There are steps we can take to avoid that: we can review the algorithm regularly, for example, and indeed that’s quite a common practice: algorithms are often living documents that are constantly tweaked and updated. (I’m talking in very general terms here — again, algorithms are uncommon in journalism still).
You can also have quality checks to regularly check the output from algorithms.
Or — and this is the case in journalism — the results are checked manually by someone rather than being published directly by the algorithm itself.
By the way, one of the most interesting developments in data journalism has been ‘algorithmic accountability‘, in other words data journalists taking on a watchdog role to interrogate algorithms and subject them to scrutiny (see ProPublica’s Machine Bias series).
So one of the main roles of data journalism is actually holding algorithms to account. In a funny way, algorithms are making it possible to identify systemic problems in code, that previously existed in the culture of institutions and were harder to pin down.

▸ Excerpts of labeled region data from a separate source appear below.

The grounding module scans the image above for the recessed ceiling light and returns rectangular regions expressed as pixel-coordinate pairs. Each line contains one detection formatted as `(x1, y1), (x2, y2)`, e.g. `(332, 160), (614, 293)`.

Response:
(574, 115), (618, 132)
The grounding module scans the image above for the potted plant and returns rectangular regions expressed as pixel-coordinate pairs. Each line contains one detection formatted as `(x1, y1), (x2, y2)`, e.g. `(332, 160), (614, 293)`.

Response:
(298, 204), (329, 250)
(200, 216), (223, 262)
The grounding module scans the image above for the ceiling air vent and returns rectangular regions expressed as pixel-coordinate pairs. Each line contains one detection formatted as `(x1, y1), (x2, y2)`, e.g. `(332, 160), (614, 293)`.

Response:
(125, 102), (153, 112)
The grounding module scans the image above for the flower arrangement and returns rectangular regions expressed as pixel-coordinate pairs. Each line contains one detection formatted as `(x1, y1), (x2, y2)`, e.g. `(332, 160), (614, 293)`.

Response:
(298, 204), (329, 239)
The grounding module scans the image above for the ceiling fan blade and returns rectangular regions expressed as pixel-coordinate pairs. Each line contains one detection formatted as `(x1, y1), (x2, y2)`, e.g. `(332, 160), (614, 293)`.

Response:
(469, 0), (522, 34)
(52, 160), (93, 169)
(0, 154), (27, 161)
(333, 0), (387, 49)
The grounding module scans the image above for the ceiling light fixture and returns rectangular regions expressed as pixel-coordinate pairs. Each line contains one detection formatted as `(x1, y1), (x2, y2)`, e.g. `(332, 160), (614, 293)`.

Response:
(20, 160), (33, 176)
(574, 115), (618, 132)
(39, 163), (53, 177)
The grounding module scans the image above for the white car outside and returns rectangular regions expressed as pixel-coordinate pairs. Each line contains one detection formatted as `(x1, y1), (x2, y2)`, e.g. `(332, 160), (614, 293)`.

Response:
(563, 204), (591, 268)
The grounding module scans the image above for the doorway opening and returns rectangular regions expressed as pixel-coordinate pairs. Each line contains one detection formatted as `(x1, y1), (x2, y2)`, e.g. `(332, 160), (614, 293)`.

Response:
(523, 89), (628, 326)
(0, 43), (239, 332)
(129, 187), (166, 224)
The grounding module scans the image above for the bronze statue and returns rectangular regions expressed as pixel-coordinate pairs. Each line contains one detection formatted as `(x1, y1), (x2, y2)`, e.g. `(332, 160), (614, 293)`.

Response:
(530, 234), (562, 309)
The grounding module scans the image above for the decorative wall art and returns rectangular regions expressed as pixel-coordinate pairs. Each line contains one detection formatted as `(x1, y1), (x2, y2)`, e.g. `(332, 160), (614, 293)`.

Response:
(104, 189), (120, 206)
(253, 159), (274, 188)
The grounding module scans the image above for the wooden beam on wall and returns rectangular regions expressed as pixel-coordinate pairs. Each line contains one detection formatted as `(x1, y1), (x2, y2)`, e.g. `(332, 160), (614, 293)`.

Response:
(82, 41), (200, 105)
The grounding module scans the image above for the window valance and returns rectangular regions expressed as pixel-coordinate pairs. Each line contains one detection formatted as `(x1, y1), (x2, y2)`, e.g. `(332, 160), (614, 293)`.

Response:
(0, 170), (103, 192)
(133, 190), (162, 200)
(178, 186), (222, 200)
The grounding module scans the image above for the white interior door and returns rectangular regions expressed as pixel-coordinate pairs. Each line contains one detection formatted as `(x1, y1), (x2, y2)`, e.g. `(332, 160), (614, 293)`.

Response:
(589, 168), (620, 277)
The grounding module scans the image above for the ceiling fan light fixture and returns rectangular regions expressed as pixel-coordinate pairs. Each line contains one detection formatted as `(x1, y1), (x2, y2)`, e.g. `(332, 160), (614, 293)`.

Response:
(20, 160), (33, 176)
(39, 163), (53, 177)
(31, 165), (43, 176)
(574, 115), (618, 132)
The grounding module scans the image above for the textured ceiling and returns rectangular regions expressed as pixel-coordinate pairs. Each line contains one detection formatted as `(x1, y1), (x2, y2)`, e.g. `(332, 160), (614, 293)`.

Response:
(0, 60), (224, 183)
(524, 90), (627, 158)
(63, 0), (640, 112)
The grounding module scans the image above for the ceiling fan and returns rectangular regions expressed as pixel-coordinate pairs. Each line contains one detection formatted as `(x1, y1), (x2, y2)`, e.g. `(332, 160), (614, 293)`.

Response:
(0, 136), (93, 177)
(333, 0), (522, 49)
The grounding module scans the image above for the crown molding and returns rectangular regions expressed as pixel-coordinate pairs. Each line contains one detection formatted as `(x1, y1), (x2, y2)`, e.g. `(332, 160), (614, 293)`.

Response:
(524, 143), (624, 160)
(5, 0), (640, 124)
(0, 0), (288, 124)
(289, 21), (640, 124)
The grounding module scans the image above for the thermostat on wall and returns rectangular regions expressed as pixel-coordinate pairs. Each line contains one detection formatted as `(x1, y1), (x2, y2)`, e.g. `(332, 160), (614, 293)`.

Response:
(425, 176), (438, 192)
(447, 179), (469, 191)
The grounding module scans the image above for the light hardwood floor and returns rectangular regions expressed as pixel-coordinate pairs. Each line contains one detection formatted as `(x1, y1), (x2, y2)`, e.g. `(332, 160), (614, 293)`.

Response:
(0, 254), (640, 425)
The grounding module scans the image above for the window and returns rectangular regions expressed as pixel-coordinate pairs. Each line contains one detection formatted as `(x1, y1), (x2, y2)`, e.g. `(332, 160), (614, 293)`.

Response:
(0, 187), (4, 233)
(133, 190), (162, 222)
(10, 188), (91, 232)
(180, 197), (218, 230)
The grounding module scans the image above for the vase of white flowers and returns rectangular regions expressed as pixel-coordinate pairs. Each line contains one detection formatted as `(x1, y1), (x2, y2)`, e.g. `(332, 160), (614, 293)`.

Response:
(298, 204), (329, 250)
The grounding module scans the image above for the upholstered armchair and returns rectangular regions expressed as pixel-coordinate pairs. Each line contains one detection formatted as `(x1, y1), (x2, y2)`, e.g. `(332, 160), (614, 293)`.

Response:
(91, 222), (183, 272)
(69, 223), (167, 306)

So just to recap: algorithms encode human judgement and have the potential to facilitate a situation where judgement is not made contemporaneously.
When it comes to journalism, in reality the stories and data that we work with varies so much that there are not many opportunities for using algorithms in journalism. There are certain conditions that have to be met to justify the effort required: for example, it has to be similar data and similar stories, over and over again, which is why algorithms have mainly been used in areas such as robot journalism in sport, finance, weather, etc. and recommendation/targeting).

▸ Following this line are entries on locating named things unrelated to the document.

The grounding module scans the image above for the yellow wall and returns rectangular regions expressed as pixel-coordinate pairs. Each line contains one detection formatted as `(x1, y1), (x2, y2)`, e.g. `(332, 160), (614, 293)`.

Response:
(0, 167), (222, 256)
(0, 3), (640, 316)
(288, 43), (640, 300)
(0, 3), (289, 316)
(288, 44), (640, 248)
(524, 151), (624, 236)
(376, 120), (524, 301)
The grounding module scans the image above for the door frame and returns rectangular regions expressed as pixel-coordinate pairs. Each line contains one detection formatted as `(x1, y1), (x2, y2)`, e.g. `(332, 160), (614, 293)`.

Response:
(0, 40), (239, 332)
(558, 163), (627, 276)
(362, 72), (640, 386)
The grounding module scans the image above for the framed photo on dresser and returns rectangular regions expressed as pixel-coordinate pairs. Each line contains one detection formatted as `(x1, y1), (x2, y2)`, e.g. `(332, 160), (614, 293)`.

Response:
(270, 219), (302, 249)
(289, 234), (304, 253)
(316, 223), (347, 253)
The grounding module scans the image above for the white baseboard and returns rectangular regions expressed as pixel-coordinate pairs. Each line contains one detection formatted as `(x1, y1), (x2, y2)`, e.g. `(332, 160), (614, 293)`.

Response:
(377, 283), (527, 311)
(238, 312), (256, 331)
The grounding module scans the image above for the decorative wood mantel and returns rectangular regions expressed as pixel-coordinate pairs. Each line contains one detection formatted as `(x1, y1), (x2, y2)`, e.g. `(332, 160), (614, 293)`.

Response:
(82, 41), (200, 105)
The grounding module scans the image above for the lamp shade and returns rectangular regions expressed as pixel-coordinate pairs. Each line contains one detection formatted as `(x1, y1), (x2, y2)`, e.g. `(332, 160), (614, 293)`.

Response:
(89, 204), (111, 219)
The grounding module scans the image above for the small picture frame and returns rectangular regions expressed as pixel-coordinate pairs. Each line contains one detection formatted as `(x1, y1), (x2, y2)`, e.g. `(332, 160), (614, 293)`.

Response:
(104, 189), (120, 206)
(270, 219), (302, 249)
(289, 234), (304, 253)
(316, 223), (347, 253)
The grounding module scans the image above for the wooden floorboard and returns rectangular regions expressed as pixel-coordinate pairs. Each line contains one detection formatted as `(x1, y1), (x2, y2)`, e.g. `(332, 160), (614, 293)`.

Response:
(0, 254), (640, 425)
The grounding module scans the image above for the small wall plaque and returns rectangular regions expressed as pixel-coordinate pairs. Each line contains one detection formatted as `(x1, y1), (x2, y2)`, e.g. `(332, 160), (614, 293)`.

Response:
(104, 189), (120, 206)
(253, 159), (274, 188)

Or it has to be a journalistic problem that can only be solved effectively by an algorithm, rather than merely spreadsheet work* or calculations, and that relates to a big story.
When it does happen, data journalists often open up their algorithms for scrutiny from others (see BuzzFeed’s Tennis Racket investigation for example) and that should be expected.
*Strictly speaking a spreadsheet function like ‘SUM’ is an algorithm, but I am assuming that’s not what’s being referred to here.